Corriere della Sera, 25 marzo 2021
Intervista a Franco Morbidelli
Quando parla del Brasile gli brillano gli occhi. La sua parte sudamericana salta fuori quando riflette sulla vita, sulle corse e sugli amici. Franco Morbidelli, madre di Recife, padre romano ex pilota (scomparso nel 2013) ha trovato il ritmo giusto per la stagione che parte domenica: una «bossa nova» morbida, suadente e molto rassicurante. «Vivo un momento magico. Tutto gira per il verso giusto, sport, vita e cuore. Sono carico, pieno d’energia e non vedo l’ora di cominciare».
I test sono andati bene. E chi ben comincia…
«Vero, ma i test non dicono mai tutta la verità. Come sempre l’ultima parola spetta alla gara, ma sono molto soddisfatto del lavoro fatto».
Ha chiuso il 2020 al secondo posto ed era dal 2005 che un pilota privato non finiva nei primi tre. Sentirsi tra i favoriti le pesa?
«Dipende dalla propria natura. Io lo vivo come una responsabilità e un privilegio che mi sono guadagnato sul campo vincendo tre gare in una stagione favolosa. E con un team satellite che aumenta il valore del risultato. Ho dimostrato di essere cresciuto e non sono spaventato da questa sfida, per quanto tosta possa apparire».
Su chi scommetterebbe?
«Gli avversari sono tutti veloci.
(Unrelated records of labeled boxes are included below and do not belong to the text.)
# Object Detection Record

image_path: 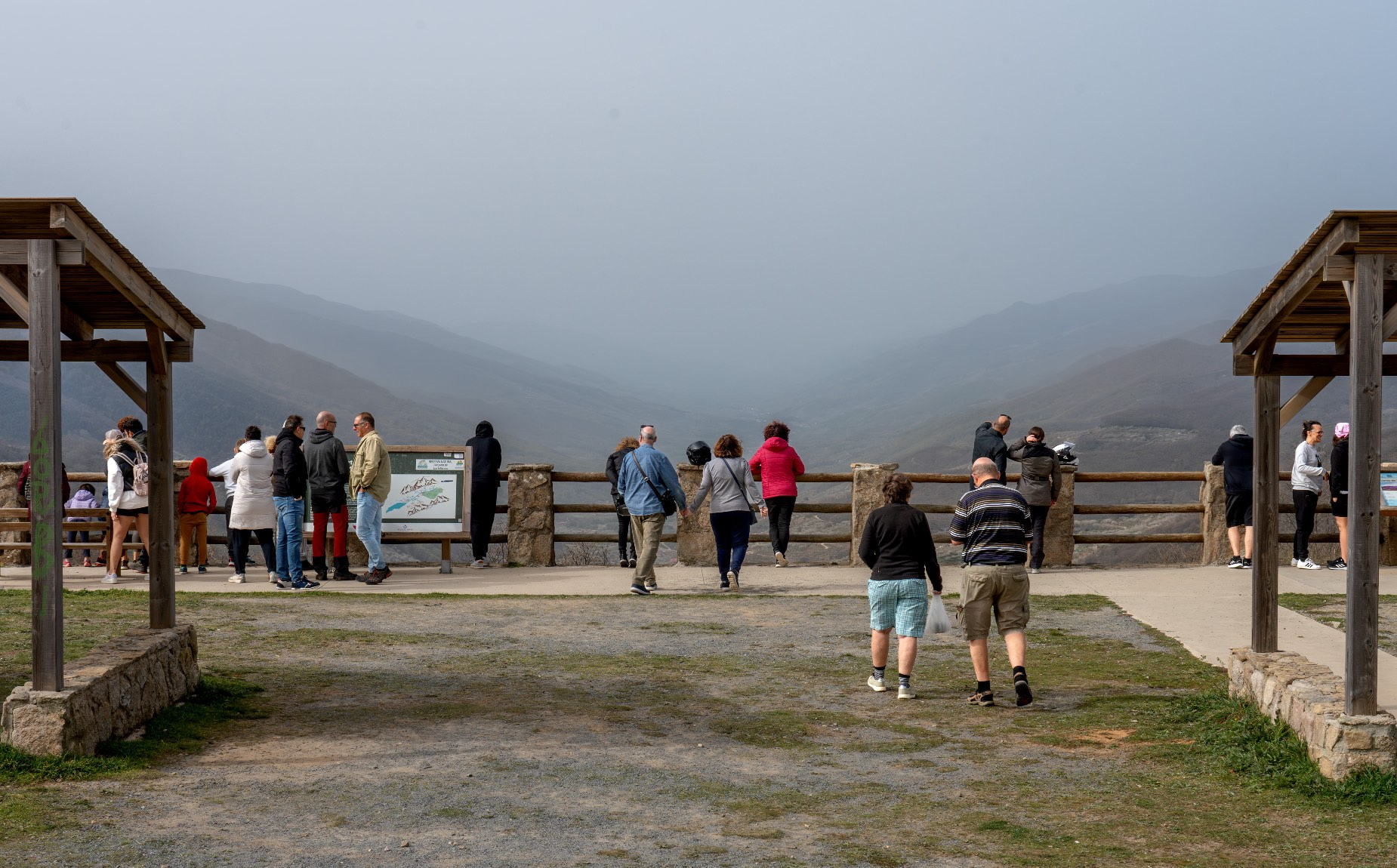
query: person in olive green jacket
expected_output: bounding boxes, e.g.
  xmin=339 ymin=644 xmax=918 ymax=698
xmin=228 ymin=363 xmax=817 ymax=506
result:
xmin=350 ymin=413 xmax=393 ymax=585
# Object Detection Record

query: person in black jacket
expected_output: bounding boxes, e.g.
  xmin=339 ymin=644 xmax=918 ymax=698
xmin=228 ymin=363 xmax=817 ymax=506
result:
xmin=606 ymin=437 xmax=640 ymax=569
xmin=970 ymin=413 xmax=1013 ymax=488
xmin=1213 ymin=426 xmax=1252 ymax=569
xmin=271 ymin=416 xmax=311 ymax=590
xmin=306 ymin=411 xmax=359 ymax=582
xmin=859 ymin=473 xmax=942 ymax=699
xmin=465 ymin=421 xmax=503 ymax=569
xmin=1326 ymin=421 xmax=1348 ymax=569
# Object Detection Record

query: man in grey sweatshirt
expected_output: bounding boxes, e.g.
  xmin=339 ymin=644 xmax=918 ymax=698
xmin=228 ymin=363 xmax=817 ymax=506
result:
xmin=1291 ymin=420 xmax=1328 ymax=569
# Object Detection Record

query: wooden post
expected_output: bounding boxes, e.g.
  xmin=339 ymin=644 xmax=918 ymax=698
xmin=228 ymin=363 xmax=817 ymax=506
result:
xmin=28 ymin=240 xmax=63 ymax=691
xmin=1344 ymin=253 xmax=1383 ymax=715
xmin=1252 ymin=374 xmax=1281 ymax=651
xmin=145 ymin=359 xmax=174 ymax=629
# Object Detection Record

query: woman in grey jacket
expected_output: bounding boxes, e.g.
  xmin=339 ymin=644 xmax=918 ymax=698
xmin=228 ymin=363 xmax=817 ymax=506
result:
xmin=689 ymin=434 xmax=767 ymax=590
xmin=1009 ymin=426 xmax=1062 ymax=572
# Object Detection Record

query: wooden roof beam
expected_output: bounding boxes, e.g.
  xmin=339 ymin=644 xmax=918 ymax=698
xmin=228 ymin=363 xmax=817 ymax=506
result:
xmin=1232 ymin=217 xmax=1358 ymax=353
xmin=49 ymin=202 xmax=194 ymax=340
xmin=1232 ymin=353 xmax=1397 ymax=377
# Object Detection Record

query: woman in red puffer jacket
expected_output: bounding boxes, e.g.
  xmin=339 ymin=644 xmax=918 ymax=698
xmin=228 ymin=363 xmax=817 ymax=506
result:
xmin=748 ymin=420 xmax=805 ymax=567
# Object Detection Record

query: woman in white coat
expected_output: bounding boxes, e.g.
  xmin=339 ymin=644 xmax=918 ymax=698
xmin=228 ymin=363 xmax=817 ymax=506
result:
xmin=102 ymin=429 xmax=151 ymax=585
xmin=224 ymin=426 xmax=276 ymax=585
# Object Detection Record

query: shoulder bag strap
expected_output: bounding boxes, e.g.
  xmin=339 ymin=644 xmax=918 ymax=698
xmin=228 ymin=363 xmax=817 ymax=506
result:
xmin=722 ymin=457 xmax=751 ymax=509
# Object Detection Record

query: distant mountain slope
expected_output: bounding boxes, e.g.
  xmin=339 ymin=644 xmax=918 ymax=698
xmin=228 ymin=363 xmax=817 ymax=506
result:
xmin=782 ymin=268 xmax=1272 ymax=460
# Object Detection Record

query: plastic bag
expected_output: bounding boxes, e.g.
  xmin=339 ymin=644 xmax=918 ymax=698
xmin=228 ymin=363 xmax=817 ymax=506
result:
xmin=927 ymin=593 xmax=951 ymax=635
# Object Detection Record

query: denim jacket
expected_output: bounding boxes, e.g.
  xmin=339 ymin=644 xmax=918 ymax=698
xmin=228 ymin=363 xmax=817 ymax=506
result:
xmin=616 ymin=444 xmax=687 ymax=515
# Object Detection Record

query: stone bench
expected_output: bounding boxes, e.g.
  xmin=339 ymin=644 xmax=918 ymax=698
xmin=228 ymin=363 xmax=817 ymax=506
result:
xmin=0 ymin=623 xmax=199 ymax=756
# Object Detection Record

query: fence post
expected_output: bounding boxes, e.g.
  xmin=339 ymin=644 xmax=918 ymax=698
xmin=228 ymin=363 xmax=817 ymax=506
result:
xmin=675 ymin=465 xmax=718 ymax=567
xmin=1198 ymin=463 xmax=1232 ymax=564
xmin=850 ymin=465 xmax=897 ymax=567
xmin=1044 ymin=465 xmax=1077 ymax=567
xmin=506 ymin=465 xmax=554 ymax=567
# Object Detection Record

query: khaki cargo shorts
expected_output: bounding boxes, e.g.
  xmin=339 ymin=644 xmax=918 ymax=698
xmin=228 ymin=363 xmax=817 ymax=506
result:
xmin=958 ymin=564 xmax=1028 ymax=641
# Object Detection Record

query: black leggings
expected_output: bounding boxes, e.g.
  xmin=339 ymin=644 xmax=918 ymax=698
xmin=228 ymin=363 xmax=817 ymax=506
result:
xmin=228 ymin=528 xmax=276 ymax=575
xmin=470 ymin=485 xmax=500 ymax=561
xmin=1291 ymin=488 xmax=1318 ymax=561
xmin=763 ymin=494 xmax=795 ymax=554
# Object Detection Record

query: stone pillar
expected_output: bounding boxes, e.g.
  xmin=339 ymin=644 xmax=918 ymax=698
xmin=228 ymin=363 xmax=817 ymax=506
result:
xmin=850 ymin=465 xmax=897 ymax=567
xmin=506 ymin=465 xmax=554 ymax=567
xmin=676 ymin=465 xmax=718 ymax=567
xmin=1198 ymin=463 xmax=1232 ymax=565
xmin=1044 ymin=465 xmax=1077 ymax=567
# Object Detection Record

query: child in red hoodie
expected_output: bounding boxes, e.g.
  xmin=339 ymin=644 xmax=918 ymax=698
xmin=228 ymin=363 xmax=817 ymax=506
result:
xmin=179 ymin=457 xmax=218 ymax=575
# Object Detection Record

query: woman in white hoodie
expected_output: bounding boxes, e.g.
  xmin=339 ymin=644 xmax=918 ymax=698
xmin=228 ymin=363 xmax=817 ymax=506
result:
xmin=1291 ymin=420 xmax=1328 ymax=569
xmin=102 ymin=429 xmax=151 ymax=585
xmin=224 ymin=426 xmax=276 ymax=585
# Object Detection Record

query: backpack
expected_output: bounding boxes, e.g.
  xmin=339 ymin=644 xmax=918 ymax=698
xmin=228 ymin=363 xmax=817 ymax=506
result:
xmin=116 ymin=449 xmax=151 ymax=497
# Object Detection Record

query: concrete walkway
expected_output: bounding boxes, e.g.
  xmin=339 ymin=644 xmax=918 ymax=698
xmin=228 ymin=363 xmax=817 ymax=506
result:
xmin=0 ymin=567 xmax=1397 ymax=709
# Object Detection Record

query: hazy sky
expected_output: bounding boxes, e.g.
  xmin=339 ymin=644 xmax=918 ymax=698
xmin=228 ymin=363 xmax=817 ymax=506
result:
xmin=0 ymin=0 xmax=1397 ymax=377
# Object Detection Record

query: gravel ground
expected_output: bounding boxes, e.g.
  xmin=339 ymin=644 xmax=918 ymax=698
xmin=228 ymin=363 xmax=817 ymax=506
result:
xmin=5 ymin=595 xmax=1201 ymax=868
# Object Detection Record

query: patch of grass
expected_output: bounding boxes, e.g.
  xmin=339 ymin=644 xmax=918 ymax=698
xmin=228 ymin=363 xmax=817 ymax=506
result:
xmin=1140 ymin=691 xmax=1397 ymax=805
xmin=0 ymin=676 xmax=264 ymax=784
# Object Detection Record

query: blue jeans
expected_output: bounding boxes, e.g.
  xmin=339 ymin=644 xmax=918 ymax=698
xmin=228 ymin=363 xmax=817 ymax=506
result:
xmin=708 ymin=509 xmax=751 ymax=582
xmin=271 ymin=497 xmax=306 ymax=582
xmin=353 ymin=491 xmax=388 ymax=569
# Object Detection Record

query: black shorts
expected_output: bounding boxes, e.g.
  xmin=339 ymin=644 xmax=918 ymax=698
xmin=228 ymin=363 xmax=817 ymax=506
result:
xmin=1226 ymin=491 xmax=1252 ymax=528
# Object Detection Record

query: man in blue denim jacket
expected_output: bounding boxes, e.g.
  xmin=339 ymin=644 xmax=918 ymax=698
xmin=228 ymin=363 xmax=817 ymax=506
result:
xmin=616 ymin=426 xmax=689 ymax=595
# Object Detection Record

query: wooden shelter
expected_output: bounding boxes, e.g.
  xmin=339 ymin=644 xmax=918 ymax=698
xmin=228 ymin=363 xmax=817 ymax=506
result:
xmin=0 ymin=199 xmax=204 ymax=691
xmin=1223 ymin=211 xmax=1397 ymax=715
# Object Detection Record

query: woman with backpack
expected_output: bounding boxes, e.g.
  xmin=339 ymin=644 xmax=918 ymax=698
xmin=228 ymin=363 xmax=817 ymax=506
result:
xmin=748 ymin=421 xmax=805 ymax=567
xmin=102 ymin=429 xmax=151 ymax=585
xmin=689 ymin=434 xmax=767 ymax=590
xmin=606 ymin=437 xmax=640 ymax=569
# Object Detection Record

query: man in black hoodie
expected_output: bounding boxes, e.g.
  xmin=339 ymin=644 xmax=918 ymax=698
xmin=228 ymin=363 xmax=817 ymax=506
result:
xmin=970 ymin=413 xmax=1011 ymax=488
xmin=465 ymin=421 xmax=501 ymax=569
xmin=306 ymin=411 xmax=359 ymax=582
xmin=271 ymin=416 xmax=320 ymax=590
xmin=1213 ymin=426 xmax=1252 ymax=569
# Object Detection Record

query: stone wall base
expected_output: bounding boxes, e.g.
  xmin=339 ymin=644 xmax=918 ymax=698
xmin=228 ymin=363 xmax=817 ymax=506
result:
xmin=0 ymin=623 xmax=199 ymax=756
xmin=1228 ymin=648 xmax=1397 ymax=780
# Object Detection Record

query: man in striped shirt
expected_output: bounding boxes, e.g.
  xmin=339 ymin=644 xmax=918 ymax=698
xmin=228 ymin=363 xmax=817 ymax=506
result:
xmin=951 ymin=457 xmax=1034 ymax=706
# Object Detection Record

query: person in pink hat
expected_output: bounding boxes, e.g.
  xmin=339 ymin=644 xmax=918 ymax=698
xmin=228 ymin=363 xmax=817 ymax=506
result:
xmin=1325 ymin=421 xmax=1348 ymax=569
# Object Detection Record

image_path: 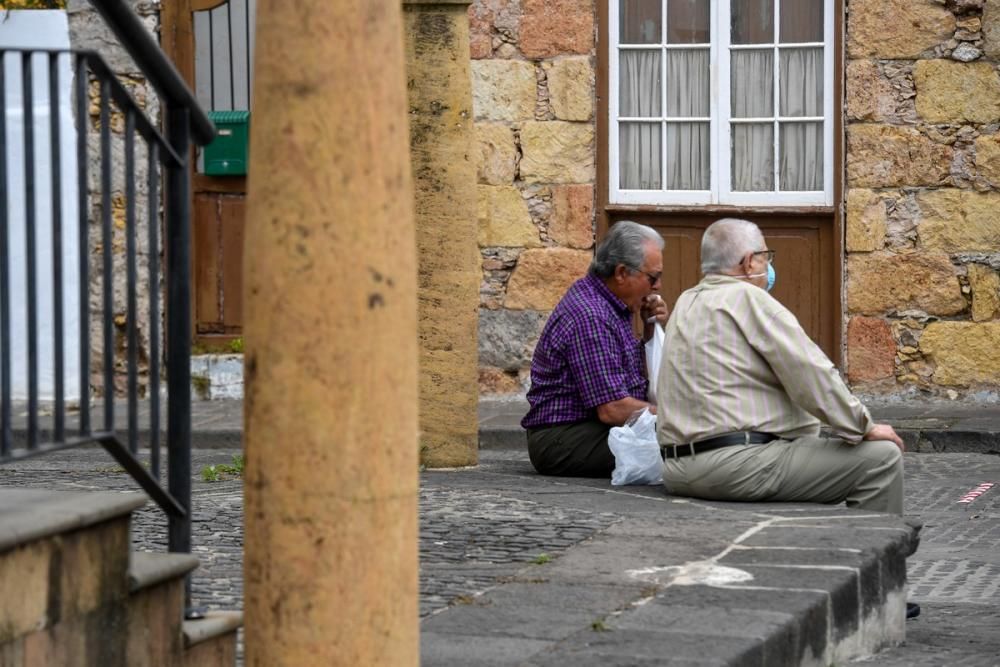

Ma la velocità non è l’aspetto determinante. Conta di più la costanza e sotto quest’aspetto vedo bene le due Suzuki (Mir e Rins, ndr). Poi le Ducati e le altre Yamaha, tutti avversari fortissimi».
E Marquez dove lo mettiamo?
«Sono molto curioso di vedere come un grande campione sa reagire alle difficoltà. Me l’aspetto forte come prima e quindi bisognerà esser pronti per dargli battaglia».
Per il grande pubblico lei è quasi un nome nuovo. Come si racconta?
«Come un pilota tecnico e metodico. Uno che è cresciuto un passo alla volta perché è entrato dalla porta di servizio, senza l’esperienza di chi ha fatto il percorso canonico, partendo dalla Moto3. Io c’ho messo un po’ a maturare. Ma l’anno scorso sono migliorato in tutti gli aspetti. Sono più stabile, in sella e nella vita».
La tranquillità è la sua condizione abituale.
«Ci sono piloti velocissimi che si perdono per mancanza di tranquillità, quella che serve sulla distanza. Per fare bene questo sport bisogna stare bene con la capoccia…».
Le caratteristiche
Sono tecnico e metodico, c’ho messo un po’ a maturare. Marquez? Sarà forte come prima
Quanto ha pesato l’Academy di Rossi nella sua crescita di pilota?
«Ha contato tantissimo, soprattutto Vale che è il nucleo di tutto. Stare con loro ha plasmato il mio stile di vita. Io sono il prodotto della VR46».
Rossi è un amico ma anche il suo primo avversario. Come si scindono le due cose?
«È impossibile senza una grande amicizia. Bisogna violentarsi per riuscirci e ricordarsi che ciascuno è lì per dare il massimo e fare il meglio per se stesso».
Ha descritto la sua prima vittoria a Jerez come una sorta di Nirvana dove il tempo si dilatava e i ricordi s’inseguivano, mentre si avvicinava il traguardo. Vive sempre le corse con questa intensità?
«La prima vittoria in MotoGp è stata una botta fortissima, un pugno al cuore e allo stomaco, una scarica di adrenalina fantastica. La seconda aveva già un sapore diverso, senza conflitti interiori. Ma sì, vivo le gare con grande intensità perché do molta importanza alle sensazioni, persino in uno sport materiale come il motociclismo».
Dipende dalla sua anima brasiliana?
«Sì. Ne parlo spesso con mia madre che viene da Recife, un posto solare. Chi la conosce capisce questo lato del mio carattere».
Il Brasile ha sfornato grandi assi del volante. Manca ancora un campione delle due ruote.
«Da piccolo m’ispiravo a Barros (12 stagione in 500 e 5 in MotoGp, ndr), velocissimo e aggressivo. Mi scrive spesso, come molti brasiliani. In Brasile sono popolare».
Ma un eventuale titolo che nazionalità avrebbe?
«Quella italiana, ma una piccola parte di me tifa anche Brasile».